A tenere a battesimo la nuova struttura sanitaria, insieme al direttore generale della Asl di Teramo Maurizio Di Giosia e a quello sanitario Francesco Delle Monache, il presidente della Regione Abruzzo Marco Marsilio, l’assessore alla Sanità Nicoletta Verì, l’onorevole Giulio Sottanelli e il sindaco di Roseto Mario Nugnes. Fra le autorità anche il direttore dell’Agenzia sanitaria regionale Maurizio Brucchi, il presidente della quinta commissione regionale Paolo Gatti, la segretaria della stessa commissione Marilena Rossi e il consigliere regionale Enio Pavone. A benedire la struttura il vicario foraneo don Francesco Sanna insieme al parroco di Roseto padre Luigi Bazzani.

La Casa della comunità nasce in una struttura di nuova realizzazione in piazza Marco Polo, con una superficie complessiva di circa 880 metri quadrati e un investimento pari a 3,8 milioni di euro di fondi Pnrr, che ha consentito la realizzazione di una sede moderna, funzionale e pienamente rispondente agli standard organizzativi della sanità territoriale.

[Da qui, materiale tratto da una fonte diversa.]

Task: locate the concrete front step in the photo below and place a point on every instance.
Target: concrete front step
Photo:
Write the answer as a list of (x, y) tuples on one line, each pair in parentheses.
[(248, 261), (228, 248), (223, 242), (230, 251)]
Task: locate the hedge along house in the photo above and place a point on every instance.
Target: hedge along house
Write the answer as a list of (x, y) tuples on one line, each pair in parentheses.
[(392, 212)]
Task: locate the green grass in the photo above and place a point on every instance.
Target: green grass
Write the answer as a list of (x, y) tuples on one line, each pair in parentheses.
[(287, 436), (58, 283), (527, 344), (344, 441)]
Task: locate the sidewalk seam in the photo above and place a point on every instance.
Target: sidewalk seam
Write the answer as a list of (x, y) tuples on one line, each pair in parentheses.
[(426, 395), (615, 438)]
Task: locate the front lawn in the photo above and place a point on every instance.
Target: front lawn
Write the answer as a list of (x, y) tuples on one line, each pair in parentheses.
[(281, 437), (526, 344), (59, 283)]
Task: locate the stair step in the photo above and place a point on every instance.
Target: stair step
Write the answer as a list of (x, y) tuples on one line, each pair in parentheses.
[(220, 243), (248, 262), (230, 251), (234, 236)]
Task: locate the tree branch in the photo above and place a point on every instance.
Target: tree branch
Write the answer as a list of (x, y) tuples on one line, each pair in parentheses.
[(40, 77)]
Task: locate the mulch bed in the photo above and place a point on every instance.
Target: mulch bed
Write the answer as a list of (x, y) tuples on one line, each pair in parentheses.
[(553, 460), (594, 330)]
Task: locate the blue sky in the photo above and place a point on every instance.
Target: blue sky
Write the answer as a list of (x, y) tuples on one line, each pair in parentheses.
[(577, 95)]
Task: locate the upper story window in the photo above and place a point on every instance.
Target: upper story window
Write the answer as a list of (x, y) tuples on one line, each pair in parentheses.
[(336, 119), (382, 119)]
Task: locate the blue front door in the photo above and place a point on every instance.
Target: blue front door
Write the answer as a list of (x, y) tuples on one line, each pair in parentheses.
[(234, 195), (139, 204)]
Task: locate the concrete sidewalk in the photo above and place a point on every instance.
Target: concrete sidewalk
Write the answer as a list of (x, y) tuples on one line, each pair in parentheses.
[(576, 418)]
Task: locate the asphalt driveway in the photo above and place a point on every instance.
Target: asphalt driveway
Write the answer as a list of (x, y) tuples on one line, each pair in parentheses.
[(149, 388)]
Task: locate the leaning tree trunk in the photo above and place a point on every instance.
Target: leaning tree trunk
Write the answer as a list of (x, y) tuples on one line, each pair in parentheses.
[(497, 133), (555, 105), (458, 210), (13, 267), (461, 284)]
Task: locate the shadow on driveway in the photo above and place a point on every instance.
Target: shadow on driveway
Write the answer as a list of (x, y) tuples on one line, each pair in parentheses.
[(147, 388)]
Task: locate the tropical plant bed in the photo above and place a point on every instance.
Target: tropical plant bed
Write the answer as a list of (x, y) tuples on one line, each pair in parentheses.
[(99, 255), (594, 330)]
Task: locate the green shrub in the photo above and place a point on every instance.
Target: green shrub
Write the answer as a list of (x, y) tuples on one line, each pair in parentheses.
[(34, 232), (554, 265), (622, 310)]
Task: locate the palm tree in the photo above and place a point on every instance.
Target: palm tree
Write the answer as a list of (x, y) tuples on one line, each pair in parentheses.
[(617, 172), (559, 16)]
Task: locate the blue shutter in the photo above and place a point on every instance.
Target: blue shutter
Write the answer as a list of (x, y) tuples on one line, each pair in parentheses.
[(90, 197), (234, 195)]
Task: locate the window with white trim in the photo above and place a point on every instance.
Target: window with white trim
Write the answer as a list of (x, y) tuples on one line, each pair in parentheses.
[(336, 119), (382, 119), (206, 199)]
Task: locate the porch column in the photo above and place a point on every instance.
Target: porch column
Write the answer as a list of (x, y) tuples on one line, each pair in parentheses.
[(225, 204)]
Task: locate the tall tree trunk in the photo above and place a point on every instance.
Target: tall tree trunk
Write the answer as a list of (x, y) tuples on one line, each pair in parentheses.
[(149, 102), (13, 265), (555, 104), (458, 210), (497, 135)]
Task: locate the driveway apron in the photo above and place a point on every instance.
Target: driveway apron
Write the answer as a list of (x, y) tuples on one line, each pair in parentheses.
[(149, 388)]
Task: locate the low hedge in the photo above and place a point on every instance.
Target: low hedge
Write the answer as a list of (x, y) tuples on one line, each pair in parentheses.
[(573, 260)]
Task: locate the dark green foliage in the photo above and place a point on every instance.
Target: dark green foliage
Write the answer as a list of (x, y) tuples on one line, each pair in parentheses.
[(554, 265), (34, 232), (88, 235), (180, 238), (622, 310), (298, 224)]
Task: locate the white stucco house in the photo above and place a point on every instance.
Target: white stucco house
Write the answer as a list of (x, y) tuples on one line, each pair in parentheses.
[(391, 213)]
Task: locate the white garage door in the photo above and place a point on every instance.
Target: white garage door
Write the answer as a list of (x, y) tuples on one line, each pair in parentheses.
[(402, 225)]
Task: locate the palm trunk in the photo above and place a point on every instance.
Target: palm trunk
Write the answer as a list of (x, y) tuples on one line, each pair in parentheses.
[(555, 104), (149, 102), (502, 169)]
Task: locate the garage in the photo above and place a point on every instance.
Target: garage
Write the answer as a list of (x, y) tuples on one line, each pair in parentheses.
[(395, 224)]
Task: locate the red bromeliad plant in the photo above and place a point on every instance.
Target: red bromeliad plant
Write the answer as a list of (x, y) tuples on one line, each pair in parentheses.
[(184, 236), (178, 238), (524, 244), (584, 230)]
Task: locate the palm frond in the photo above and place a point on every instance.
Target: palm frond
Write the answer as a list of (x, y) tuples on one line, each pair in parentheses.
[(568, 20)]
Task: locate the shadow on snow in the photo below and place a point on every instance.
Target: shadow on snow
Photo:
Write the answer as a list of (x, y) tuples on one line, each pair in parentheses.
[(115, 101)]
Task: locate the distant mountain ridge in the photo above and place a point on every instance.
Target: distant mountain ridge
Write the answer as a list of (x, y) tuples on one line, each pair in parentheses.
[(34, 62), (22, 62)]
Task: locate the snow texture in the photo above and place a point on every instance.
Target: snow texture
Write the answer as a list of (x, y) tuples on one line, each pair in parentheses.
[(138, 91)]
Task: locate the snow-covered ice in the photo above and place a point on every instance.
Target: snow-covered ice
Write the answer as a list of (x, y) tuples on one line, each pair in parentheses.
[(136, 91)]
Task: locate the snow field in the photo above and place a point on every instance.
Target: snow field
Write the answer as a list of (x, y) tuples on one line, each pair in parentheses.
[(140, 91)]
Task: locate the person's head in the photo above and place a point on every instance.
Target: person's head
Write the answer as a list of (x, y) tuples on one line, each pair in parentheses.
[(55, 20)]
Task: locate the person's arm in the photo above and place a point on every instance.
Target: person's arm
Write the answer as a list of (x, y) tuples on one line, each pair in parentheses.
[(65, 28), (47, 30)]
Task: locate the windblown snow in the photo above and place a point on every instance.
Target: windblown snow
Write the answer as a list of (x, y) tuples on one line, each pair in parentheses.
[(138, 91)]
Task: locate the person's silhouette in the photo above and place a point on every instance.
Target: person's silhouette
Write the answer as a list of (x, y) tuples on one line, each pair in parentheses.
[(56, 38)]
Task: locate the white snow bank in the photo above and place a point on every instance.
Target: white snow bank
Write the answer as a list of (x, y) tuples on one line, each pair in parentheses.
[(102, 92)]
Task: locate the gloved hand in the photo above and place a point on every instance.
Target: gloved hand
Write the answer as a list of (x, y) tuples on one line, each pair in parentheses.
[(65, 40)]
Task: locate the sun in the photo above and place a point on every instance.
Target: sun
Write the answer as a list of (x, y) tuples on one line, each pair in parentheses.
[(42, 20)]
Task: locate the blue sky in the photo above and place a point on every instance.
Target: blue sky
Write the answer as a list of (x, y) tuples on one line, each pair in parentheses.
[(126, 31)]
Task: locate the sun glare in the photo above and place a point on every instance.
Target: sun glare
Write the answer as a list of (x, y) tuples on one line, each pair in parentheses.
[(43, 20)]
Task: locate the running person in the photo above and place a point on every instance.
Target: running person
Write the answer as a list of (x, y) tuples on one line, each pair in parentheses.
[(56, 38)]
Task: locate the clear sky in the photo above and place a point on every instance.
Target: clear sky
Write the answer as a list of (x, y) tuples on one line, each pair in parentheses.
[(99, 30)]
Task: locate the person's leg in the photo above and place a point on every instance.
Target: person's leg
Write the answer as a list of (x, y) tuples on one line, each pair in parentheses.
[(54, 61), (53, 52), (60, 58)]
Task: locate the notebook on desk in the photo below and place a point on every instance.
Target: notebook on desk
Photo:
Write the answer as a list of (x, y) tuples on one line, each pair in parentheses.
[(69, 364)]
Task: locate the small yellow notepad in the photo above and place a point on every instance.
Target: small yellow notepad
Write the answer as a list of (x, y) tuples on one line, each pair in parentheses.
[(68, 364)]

Qui i cittadini troveranno un’ampia gamma di servizi, alcuni già attivi, altri in corso di attivazione: dal Punto Unico di Accesso al CUP, dai servizi di medicina specialistica e diagnostica ambulatoriale al punto prelievi e al servizio vaccinale. (Per l’elenco completo vedi la scheda tecnica).

Un valore aggiunto particolarmente importante sarà rappresentato dalla presenza medica e infermieristica garantita 24 ore su 24, sette giorni su sette, assicurando continuità assistenziale e vicinanza ai cittadini in ogni momento. 

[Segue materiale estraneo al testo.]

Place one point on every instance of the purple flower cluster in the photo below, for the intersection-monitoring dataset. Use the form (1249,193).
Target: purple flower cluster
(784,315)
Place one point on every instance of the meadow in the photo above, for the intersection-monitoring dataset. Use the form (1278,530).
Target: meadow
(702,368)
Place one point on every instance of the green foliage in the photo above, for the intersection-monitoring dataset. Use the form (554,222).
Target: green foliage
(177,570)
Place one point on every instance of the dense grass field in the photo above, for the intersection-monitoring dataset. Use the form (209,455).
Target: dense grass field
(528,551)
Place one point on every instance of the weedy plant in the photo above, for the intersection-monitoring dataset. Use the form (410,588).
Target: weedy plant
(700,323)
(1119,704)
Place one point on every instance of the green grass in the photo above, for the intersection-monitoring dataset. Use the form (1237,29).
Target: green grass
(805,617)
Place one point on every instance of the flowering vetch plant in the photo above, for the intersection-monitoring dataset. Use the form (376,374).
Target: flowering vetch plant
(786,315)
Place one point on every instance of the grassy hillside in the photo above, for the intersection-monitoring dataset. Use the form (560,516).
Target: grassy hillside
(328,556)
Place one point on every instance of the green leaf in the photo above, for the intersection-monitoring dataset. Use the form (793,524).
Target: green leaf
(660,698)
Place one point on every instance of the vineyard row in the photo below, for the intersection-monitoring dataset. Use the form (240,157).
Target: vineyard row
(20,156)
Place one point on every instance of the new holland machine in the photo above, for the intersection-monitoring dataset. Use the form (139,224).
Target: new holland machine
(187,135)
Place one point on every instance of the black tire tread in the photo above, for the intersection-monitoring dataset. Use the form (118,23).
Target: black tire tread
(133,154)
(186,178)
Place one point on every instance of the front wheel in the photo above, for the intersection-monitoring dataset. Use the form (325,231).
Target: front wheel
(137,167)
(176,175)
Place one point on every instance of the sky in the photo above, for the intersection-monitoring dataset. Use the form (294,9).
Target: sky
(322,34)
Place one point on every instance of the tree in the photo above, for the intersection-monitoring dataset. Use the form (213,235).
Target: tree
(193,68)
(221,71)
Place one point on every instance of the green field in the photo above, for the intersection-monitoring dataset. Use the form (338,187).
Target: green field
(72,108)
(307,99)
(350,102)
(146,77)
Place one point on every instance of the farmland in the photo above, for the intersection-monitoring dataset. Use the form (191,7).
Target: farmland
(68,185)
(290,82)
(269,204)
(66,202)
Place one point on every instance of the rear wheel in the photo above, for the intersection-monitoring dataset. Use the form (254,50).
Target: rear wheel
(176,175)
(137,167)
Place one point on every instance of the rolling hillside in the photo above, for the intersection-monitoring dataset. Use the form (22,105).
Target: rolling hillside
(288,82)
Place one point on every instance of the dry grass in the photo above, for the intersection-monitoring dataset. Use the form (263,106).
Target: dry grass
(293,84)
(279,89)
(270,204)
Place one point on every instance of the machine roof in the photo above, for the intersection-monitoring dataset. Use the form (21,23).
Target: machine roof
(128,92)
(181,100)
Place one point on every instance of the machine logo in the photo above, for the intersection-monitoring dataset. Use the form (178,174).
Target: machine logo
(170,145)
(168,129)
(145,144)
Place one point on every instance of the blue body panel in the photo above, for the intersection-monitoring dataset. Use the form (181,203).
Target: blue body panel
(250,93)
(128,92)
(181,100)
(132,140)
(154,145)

“Ci siamo dati da fare per realizzare questa struttura, per farla bene e nei tempi previsti, con personale già operativo. Le Case della comunità nascono proprio per offrire ai cittadini un punto di riferimento prima di arrivare al pronto soccorso: qui un malessere o un piccolo trauma possono trovare una risposta multidisciplinare, contribuendo ad alleggerire uno dei servizi più sotto pressione del sistema sanitario. Questa è la grande sfida della sanità di oggi: avvicinare i servizi alle persone”, ha commentato Marsilio, “E poi ci sono soddisfazioni autentiche, quelle che si provano quando vedi un’opera che hai immaginato, finalmente realizzata e consegnata ai cittadini. È qualcosa che resta e che continuerà a servire la comunità anche dopo di noi”.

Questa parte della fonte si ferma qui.